One need only scan headlines or turn on the television to be inundated with news that only seems to breed, rather than quell, uncertainty.
It comes as little surprise that we at Graham-Pelton have received questions from clients across philanthropic sectors regarding feared negative impacts on philanthropic giving. The unknowns are many, and fear is an understandable response to the unknown.
Whatever the cause of concern, development professionals must have answers for our institutional and organizational leadership when they ask us how to stave off the loss of philanthropic revenue in the current climate. While none of us have a crystal ball, lessons learned in the past can help us articulate a plan for the future.
Our advice: stay the course. And we have the data and experience to support it.
First, note past experience of philanthropy during market fluctuations.
2008 Great Recession
Historically, while significant downturns do impact charitable giving to some extent, the losses in philanthropic dollars are never as dramatic as the market downturns that drive them. For instance, the 2008 recession resulted in a decrease in giving of 7%, but that is considerably less than the 38% decrease the S&P experienced that same year.
Below are three particularly pertinent data points that illustrate why fluctuations in giving are not as dramatic as market fluctuations:
Second, philanthropy is driven by factors outside of policy or financial performance.
Even looking back to 2017 and the concerns about how changes to tax policy might impact philanthropic giving, just 12% of HNW donors planned to decrease their giving based on new tax laws. Philanthropy is driven by other very significant and sometimes intangible factors, including donors’ desires to have an impact even when it stretches them financially.
According to the 2018 US Trust® Study of High Net Worth Philanthropy, the top three drivers of philanthropic giving across sectors were:
- personal values
- interest in the issue area
- firsthand or secondhand experience benefitting from the organization in question
None of that changes, even in times of uncertainty.
What’s more, there is a powerful argument to made that for the truly philanthropic, the value they place on making a difference may in fact be heightened by a perception of need in response to crisis.
Third, past experiences support that while giving does not go down during times of vulnerability, asking for gifts does. And that might be the culprit, not the market.

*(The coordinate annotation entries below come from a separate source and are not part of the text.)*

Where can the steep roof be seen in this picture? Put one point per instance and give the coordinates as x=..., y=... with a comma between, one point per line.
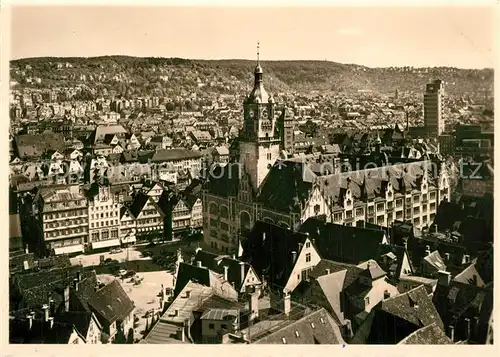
x=268, y=250
x=427, y=335
x=414, y=306
x=343, y=243
x=316, y=328
x=111, y=302
x=174, y=155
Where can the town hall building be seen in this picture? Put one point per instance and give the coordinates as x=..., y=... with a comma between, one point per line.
x=265, y=181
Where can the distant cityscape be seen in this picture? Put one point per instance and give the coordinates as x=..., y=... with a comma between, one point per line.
x=178, y=201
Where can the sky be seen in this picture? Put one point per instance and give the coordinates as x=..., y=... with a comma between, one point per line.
x=372, y=36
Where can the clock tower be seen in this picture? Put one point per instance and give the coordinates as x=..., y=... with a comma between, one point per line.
x=259, y=142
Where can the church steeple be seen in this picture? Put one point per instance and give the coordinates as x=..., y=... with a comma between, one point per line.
x=259, y=94
x=258, y=69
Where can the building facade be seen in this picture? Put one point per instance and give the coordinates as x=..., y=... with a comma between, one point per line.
x=433, y=108
x=62, y=215
x=104, y=218
x=259, y=184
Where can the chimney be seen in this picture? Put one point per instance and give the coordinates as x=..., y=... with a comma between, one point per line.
x=444, y=278
x=287, y=303
x=242, y=272
x=45, y=309
x=254, y=303
x=347, y=329
x=476, y=326
x=66, y=298
x=467, y=328
x=181, y=336
x=452, y=333
x=52, y=307
x=30, y=320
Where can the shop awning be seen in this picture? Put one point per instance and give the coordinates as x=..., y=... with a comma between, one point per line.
x=105, y=243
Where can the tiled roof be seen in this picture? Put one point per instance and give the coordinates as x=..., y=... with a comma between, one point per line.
x=414, y=306
x=111, y=302
x=427, y=335
x=40, y=331
x=174, y=155
x=220, y=314
x=268, y=250
x=317, y=328
x=14, y=226
x=343, y=243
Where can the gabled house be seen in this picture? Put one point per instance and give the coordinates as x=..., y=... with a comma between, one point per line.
x=241, y=275
x=149, y=217
x=427, y=335
x=114, y=310
x=343, y=243
x=465, y=309
x=203, y=276
x=316, y=328
x=281, y=258
x=128, y=227
x=395, y=318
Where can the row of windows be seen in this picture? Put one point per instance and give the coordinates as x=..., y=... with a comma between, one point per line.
x=104, y=235
x=104, y=215
x=360, y=211
x=103, y=223
x=103, y=208
x=148, y=221
x=65, y=232
x=79, y=212
x=69, y=222
x=66, y=243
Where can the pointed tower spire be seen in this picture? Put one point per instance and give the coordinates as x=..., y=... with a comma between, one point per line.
x=258, y=54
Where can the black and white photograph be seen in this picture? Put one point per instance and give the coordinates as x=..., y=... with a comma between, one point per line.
x=274, y=175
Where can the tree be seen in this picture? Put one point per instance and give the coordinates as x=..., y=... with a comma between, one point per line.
x=310, y=128
x=130, y=336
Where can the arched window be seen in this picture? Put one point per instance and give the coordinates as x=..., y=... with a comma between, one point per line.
x=213, y=208
x=245, y=221
x=224, y=212
x=283, y=224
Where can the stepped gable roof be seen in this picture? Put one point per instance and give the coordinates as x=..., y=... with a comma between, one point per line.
x=414, y=306
x=111, y=302
x=316, y=328
x=427, y=335
x=268, y=249
x=351, y=245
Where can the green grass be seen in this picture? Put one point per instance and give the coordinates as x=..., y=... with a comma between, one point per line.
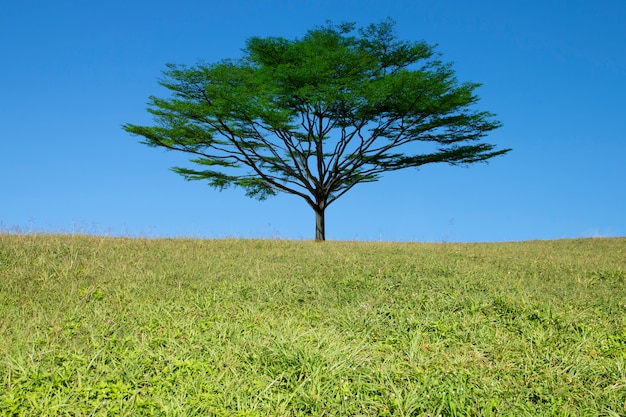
x=95, y=326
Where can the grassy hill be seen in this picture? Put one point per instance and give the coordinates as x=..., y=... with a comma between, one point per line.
x=174, y=327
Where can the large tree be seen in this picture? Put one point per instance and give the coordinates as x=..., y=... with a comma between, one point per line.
x=318, y=115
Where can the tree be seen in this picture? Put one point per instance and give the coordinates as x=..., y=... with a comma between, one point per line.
x=318, y=115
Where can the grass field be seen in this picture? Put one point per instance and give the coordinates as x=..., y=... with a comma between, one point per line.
x=93, y=326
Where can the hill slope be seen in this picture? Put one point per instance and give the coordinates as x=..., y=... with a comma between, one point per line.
x=103, y=326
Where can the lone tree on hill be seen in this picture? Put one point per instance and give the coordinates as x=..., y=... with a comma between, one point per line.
x=318, y=115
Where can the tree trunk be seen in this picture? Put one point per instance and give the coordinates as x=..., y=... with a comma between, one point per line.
x=320, y=228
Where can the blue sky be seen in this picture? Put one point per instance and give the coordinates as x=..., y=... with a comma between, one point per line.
x=72, y=72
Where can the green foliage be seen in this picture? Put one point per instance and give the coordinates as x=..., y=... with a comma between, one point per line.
x=315, y=116
x=100, y=326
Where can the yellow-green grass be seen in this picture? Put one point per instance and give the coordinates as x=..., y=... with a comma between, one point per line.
x=93, y=326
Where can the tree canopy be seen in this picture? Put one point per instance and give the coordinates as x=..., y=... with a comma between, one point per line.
x=317, y=115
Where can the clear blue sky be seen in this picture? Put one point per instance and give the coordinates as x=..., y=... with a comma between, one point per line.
x=72, y=72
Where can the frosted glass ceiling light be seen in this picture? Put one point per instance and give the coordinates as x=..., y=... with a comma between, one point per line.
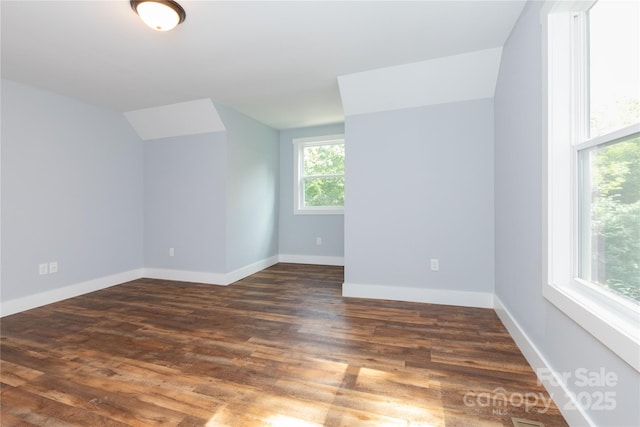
x=161, y=15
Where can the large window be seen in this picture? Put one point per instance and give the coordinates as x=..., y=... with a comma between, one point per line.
x=593, y=153
x=319, y=175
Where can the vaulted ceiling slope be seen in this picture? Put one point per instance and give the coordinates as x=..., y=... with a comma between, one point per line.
x=277, y=62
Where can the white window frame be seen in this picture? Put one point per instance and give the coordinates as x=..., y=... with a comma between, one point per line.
x=298, y=179
x=612, y=320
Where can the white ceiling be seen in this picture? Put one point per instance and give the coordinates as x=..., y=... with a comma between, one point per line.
x=277, y=62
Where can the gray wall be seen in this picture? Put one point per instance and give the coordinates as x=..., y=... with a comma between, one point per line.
x=184, y=209
x=420, y=186
x=518, y=219
x=72, y=191
x=252, y=190
x=298, y=233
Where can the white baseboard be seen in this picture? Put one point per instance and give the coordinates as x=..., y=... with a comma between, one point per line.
x=563, y=398
x=222, y=279
x=312, y=259
x=431, y=296
x=185, y=276
x=48, y=297
x=250, y=269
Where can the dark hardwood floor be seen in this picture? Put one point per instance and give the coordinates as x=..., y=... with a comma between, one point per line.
x=279, y=348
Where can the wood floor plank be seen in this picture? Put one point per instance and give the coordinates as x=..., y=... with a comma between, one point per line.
x=278, y=348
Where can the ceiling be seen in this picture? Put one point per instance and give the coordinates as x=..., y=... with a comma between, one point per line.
x=277, y=62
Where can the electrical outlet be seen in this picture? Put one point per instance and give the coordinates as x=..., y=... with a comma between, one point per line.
x=43, y=269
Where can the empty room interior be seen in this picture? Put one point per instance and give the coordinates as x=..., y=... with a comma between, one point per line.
x=320, y=213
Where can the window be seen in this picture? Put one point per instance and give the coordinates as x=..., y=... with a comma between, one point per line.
x=319, y=175
x=593, y=168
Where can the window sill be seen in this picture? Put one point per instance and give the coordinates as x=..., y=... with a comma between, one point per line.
x=319, y=211
x=616, y=327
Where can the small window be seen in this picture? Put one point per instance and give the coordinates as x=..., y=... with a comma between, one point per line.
x=319, y=175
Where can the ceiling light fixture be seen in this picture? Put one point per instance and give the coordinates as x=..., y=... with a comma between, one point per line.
x=161, y=15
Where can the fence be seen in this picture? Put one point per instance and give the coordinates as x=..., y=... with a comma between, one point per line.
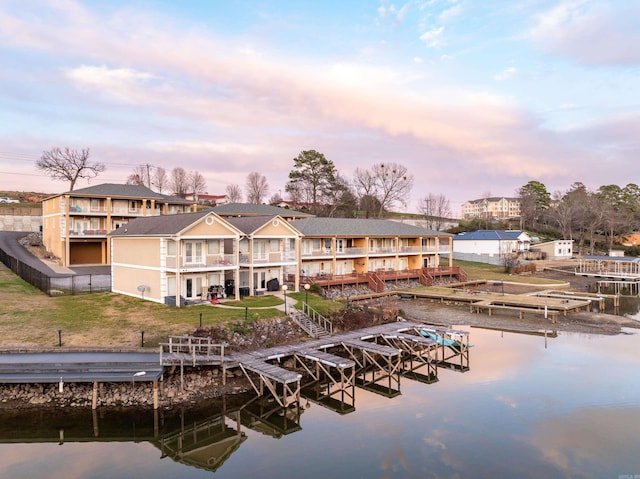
x=57, y=285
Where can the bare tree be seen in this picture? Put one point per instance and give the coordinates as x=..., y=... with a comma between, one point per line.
x=394, y=185
x=179, y=182
x=234, y=193
x=257, y=187
x=69, y=165
x=435, y=208
x=364, y=183
x=160, y=180
x=275, y=199
x=140, y=176
x=197, y=183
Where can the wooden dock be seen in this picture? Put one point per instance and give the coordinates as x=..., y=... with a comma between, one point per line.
x=550, y=305
x=375, y=359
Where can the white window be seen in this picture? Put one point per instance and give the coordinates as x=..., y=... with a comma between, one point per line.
x=213, y=246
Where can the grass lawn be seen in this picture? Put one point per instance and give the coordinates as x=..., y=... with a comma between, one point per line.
x=477, y=271
x=30, y=318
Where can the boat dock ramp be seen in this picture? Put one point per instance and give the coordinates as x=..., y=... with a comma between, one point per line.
x=549, y=304
x=328, y=369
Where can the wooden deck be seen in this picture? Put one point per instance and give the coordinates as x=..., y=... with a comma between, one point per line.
x=380, y=354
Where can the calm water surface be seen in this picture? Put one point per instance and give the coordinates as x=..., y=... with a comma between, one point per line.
x=564, y=407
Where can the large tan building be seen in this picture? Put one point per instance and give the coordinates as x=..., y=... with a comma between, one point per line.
x=491, y=208
x=193, y=256
x=75, y=224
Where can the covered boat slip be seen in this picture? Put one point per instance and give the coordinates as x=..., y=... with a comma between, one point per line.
x=81, y=367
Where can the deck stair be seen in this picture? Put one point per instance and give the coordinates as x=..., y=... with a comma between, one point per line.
x=312, y=322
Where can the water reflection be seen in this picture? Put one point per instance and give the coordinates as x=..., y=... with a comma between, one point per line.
x=526, y=409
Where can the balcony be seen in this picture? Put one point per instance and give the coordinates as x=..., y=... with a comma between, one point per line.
x=384, y=251
x=202, y=263
x=85, y=233
x=269, y=258
x=317, y=253
x=350, y=252
x=87, y=210
x=410, y=249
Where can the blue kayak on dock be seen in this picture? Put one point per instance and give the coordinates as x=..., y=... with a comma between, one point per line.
x=442, y=341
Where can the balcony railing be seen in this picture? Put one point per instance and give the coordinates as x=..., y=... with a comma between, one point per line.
x=271, y=257
x=382, y=250
x=316, y=252
x=410, y=249
x=351, y=252
x=88, y=233
x=220, y=261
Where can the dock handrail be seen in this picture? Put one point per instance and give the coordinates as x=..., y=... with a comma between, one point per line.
x=193, y=347
x=317, y=318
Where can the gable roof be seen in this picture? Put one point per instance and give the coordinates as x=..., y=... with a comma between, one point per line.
x=490, y=235
x=163, y=225
x=117, y=190
x=248, y=209
x=250, y=224
x=315, y=226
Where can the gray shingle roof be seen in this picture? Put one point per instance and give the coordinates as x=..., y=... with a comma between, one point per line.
x=248, y=209
x=488, y=235
x=159, y=225
x=359, y=227
x=249, y=224
x=125, y=191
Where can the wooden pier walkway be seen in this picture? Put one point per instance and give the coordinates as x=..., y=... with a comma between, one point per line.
x=375, y=355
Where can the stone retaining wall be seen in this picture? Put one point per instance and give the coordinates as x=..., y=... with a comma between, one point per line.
x=20, y=223
x=199, y=384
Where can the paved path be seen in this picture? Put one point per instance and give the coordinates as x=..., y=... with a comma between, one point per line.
x=10, y=245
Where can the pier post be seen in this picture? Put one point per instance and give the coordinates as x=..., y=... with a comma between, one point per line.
x=155, y=394
x=94, y=402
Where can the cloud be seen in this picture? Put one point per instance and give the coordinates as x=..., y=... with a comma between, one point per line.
x=123, y=83
x=210, y=94
x=432, y=38
x=591, y=32
x=450, y=13
x=505, y=74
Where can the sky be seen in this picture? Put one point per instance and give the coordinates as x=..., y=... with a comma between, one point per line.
x=475, y=98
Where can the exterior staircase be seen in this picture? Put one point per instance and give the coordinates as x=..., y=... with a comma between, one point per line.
x=314, y=324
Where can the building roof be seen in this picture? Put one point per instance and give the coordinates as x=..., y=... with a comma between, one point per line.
x=248, y=209
x=315, y=226
x=159, y=225
x=250, y=224
x=116, y=190
x=489, y=235
x=493, y=199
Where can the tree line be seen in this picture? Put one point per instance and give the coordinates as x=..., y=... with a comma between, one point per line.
x=314, y=184
x=586, y=216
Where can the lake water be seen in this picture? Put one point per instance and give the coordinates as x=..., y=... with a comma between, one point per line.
x=529, y=407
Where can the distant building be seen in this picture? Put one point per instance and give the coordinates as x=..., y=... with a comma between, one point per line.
x=75, y=224
x=207, y=199
x=491, y=242
x=557, y=249
x=499, y=208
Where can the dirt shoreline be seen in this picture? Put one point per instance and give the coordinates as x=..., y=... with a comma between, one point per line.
x=576, y=322
x=203, y=385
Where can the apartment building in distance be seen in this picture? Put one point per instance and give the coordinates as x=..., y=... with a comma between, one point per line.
x=75, y=224
x=499, y=208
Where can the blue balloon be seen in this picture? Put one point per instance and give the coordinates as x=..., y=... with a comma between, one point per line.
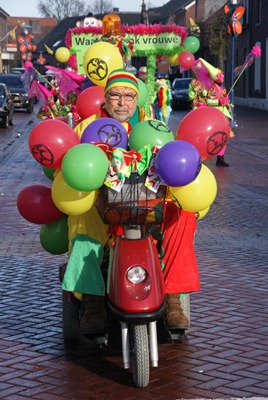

So, should you consider forgoing that planned campaign or departing significantly from an existing campaign timeline? Should you hold off on the planned solicitation of an important prospect because your perception is that she or he is heavily invested and will therefore eschew giving in response to volatility?
The short answer is no.
Doing any of these things will, at the very least, lead to a departure from an existing plan and will cost your organization money – possibly not forever, but certainly for now. If you alter course, your investors may put off giving or not give at all. Worst of all, they may never even be asked.
Instead of departing from your plan in the face of uncertainty, the better answer is to double down. Intensify your focus. Dig into your research. Unflinchingly leverage networks. Explain to your prospects why their commitments are more important now than ever.
As your organizations, our clients, and each of us alongside them ride out this particular storm – not the first, and certainly not the last – remember that if you have a well-thought-out and achievable plan in place, your transformative moment is still within your reach. A win of this caliber far outweighs the relatively small risk you accept in going for it.